I’ll admit something: I was in a bad mood today. I was miserable, and there hundreds of reasons for it. Not enough money. Not enough time. Not enough talent.
So I dreamed about a brand new house, a better job, being able to be closer to my family, being a different person. Etc.
It didn’t make me any happier.
I kept on my quest to making myself further miserable by feeding that misery with reasons to feel unhappy. I created a lot of problems for myself. I kept telling myself: if only I could have this, I would be happy. Or, if only I could be different, I would be happy.
As I looked at a nice floor plan for a dream house and imagined the perfect finishes, in the back of my mind I knew I was lying to myself. Because that dream house wouldn’t change very much about my life at all. I would still wake up in the morning and have the same routine. I would have the same people around me on a daily basis–my husband and my two children. I would cook the same food. I would look the same. I would live the same.
How in the world would having a better house/car/bank account/etc. make me happy?
And that led to my discovery: my misery today came before the reasons. I was in a bad mood for no good reason. I have an amazing life right now. But I felt a little cranky and I fed it until I felt like my life was horrible and I found myself in my pajamas at noon not wanting to do anything, dreaming of my mansions above.

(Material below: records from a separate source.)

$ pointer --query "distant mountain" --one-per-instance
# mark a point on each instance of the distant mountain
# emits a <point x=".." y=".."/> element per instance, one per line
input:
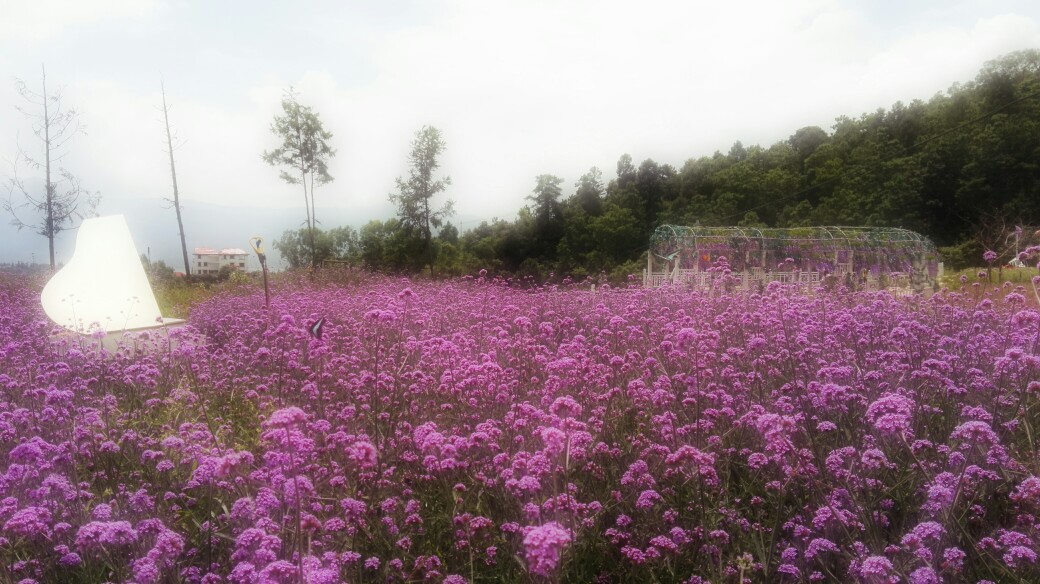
<point x="153" y="226"/>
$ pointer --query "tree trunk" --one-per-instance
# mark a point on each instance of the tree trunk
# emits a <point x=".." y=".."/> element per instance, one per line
<point x="173" y="173"/>
<point x="49" y="185"/>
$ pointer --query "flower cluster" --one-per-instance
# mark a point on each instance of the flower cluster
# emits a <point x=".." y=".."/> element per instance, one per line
<point x="440" y="431"/>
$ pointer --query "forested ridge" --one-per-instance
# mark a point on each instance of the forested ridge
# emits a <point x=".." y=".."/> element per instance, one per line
<point x="961" y="168"/>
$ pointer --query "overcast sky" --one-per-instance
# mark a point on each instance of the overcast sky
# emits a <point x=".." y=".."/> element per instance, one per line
<point x="518" y="87"/>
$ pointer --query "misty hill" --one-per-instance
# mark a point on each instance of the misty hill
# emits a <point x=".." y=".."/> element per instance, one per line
<point x="153" y="226"/>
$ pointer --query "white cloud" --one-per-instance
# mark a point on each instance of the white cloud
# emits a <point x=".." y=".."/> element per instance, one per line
<point x="43" y="20"/>
<point x="519" y="88"/>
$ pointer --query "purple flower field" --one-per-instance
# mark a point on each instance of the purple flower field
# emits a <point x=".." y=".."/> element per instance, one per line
<point x="471" y="431"/>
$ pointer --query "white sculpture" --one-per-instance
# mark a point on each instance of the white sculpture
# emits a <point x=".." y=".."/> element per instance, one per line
<point x="103" y="287"/>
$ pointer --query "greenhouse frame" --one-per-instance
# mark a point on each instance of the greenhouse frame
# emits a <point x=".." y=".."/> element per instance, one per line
<point x="856" y="257"/>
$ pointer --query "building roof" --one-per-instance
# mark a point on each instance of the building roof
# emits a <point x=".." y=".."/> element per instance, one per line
<point x="224" y="251"/>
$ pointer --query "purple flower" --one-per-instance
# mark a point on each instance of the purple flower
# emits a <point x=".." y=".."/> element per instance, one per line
<point x="543" y="547"/>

So. There are many times when we have negative feelings that are completely independent of the reasons behind them. But it’s hard when you’re feeling anger or stress or discouragement to realize you don’t have to feel that way. The reasons you think caused the feeling don’t have have to keep causing that feeling, and maybe aren’t really the cause in the first place.
We can choose how we feel.
So many times I find myself feeling some negative emotion and I’m not sure why and so I invent so many reasons behind it to try to explain it. But when I feel happy, I never need a reason. I’m just happy. So sometimes I should just let myself be sad. Or miserable or discouraged. Or whatever. Just for a moment. It’s okay, but I don’t have to keep feeding that emotion with made-up stories.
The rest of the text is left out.